For each combination of JDBC+HyperSQL, JDBC+H2, JPA+HyperSQL, and JPA+H2, I ran 
the test 10 times and took the average of the 10. The spread was very minor and 
there were zero outliers.

First, I tested the JDBCAppender:
H2 consumed 738 milliseconds for 10,000 events (74 microseconds per event). I 
was rather impressed with this.
HyperSQL consumed 3,507 milliseconds for 10,000 events (351 microseconds per 
event). I chalked this up to HyperSQL not performing as well as H2.

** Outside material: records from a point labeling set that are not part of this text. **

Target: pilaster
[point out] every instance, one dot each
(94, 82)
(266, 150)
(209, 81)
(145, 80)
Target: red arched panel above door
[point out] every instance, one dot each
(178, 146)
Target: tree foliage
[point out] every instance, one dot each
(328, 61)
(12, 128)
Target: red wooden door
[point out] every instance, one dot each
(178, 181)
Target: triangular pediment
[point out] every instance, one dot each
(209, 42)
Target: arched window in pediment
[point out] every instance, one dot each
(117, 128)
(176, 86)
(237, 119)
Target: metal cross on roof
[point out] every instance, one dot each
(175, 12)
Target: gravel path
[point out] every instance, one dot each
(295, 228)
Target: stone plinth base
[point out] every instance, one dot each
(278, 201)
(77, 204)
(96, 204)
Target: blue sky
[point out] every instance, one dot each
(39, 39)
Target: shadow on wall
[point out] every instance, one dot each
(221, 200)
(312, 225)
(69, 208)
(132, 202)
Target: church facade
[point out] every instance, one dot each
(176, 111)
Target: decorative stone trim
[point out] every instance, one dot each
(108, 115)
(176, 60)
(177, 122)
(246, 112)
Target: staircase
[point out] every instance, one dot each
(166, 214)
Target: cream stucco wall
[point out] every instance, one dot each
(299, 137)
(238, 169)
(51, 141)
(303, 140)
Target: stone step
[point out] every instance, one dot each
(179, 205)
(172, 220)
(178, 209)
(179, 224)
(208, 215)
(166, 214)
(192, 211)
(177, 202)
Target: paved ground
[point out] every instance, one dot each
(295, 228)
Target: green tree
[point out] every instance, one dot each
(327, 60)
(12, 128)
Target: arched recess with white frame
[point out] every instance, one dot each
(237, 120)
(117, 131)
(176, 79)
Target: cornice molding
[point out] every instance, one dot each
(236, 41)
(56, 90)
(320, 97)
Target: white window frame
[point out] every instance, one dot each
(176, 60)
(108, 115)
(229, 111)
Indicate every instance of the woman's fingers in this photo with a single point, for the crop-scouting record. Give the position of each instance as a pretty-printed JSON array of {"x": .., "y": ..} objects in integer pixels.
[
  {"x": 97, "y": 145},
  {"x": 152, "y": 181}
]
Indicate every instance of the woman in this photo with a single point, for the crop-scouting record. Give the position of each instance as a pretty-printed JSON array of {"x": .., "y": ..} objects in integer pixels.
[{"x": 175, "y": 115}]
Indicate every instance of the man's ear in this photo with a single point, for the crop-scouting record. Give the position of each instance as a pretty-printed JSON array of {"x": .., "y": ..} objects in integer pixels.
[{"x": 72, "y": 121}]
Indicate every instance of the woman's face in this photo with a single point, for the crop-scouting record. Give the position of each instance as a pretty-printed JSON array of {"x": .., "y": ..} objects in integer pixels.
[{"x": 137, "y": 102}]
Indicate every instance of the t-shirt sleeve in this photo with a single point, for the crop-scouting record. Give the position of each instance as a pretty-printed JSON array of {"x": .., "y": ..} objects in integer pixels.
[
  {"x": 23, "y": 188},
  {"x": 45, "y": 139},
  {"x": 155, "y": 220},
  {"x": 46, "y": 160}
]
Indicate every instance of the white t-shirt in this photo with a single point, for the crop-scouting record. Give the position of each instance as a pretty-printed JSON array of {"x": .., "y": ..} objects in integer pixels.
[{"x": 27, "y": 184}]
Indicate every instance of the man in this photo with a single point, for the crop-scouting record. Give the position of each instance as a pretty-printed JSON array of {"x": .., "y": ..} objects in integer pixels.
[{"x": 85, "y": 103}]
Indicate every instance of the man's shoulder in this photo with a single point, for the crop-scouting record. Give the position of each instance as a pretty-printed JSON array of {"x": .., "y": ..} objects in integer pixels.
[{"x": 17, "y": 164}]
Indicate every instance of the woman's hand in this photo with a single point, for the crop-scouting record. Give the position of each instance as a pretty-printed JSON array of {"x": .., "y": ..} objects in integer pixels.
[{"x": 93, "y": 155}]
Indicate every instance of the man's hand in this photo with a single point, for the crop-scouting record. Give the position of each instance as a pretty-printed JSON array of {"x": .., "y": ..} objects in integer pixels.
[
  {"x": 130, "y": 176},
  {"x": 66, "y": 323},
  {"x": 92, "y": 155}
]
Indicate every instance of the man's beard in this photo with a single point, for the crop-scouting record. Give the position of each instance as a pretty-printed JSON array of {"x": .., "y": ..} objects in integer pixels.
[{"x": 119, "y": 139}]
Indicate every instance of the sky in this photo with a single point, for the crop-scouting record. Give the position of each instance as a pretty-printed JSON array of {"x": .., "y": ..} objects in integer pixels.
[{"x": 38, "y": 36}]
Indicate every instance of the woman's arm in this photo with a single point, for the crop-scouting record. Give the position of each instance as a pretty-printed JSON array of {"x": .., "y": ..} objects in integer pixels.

Next, I tested the JPAAppender:
H2 consumed 3,391 milliseconds for 10,000 events (339 microseconds per event). 
I expected JPA not to perform as well, but I was shocked at how much worse it 
was.
HyperSQL consumed 4,105 milliseconds for 10,000 events (410 microseconds per 
event). Wait, what?

So the performance difference between JDBC and JPA for H2 is huge, but the 
performance difference between JDBC and JPA for HyperSQL is minimal. This 
doesn't make a whole lot of sense to me. Thinking maybe JPA just needs a long 
time to warm up, I decided to double the events to 20,000:

JDBC+H2 increased 49% to 1096 milliseconds (per event decreased 35% to 55 
microseconds).
JDBC+HyperSQL increased 70% to 5960 milliseconds (per event decreased 18% to 
295 microseconds).

JPA+H2 increased 52% to 5153 milliseconds (per event decreased 32% to 258 
microseconds).
JPA+HyperSQL increased 49% to 6119 milliseconds (per event decreased 35% to 306 
microseconds).

I'm not super sure what this means. I suppose it could be the fact that there 
are more columns it the database table for JPA events than the database table 
for JDBC events. I wouldn't think that would make that much difference, but 
it's possible.

Either way, I'm not disappointed in the performance. It certainly isn't 
terrible, and it will be acceptable for most users I imagine. But I wonder if 
any of you might have any insights about what the deal could be here, or 
possibly you might look at the code and see that I've missed something.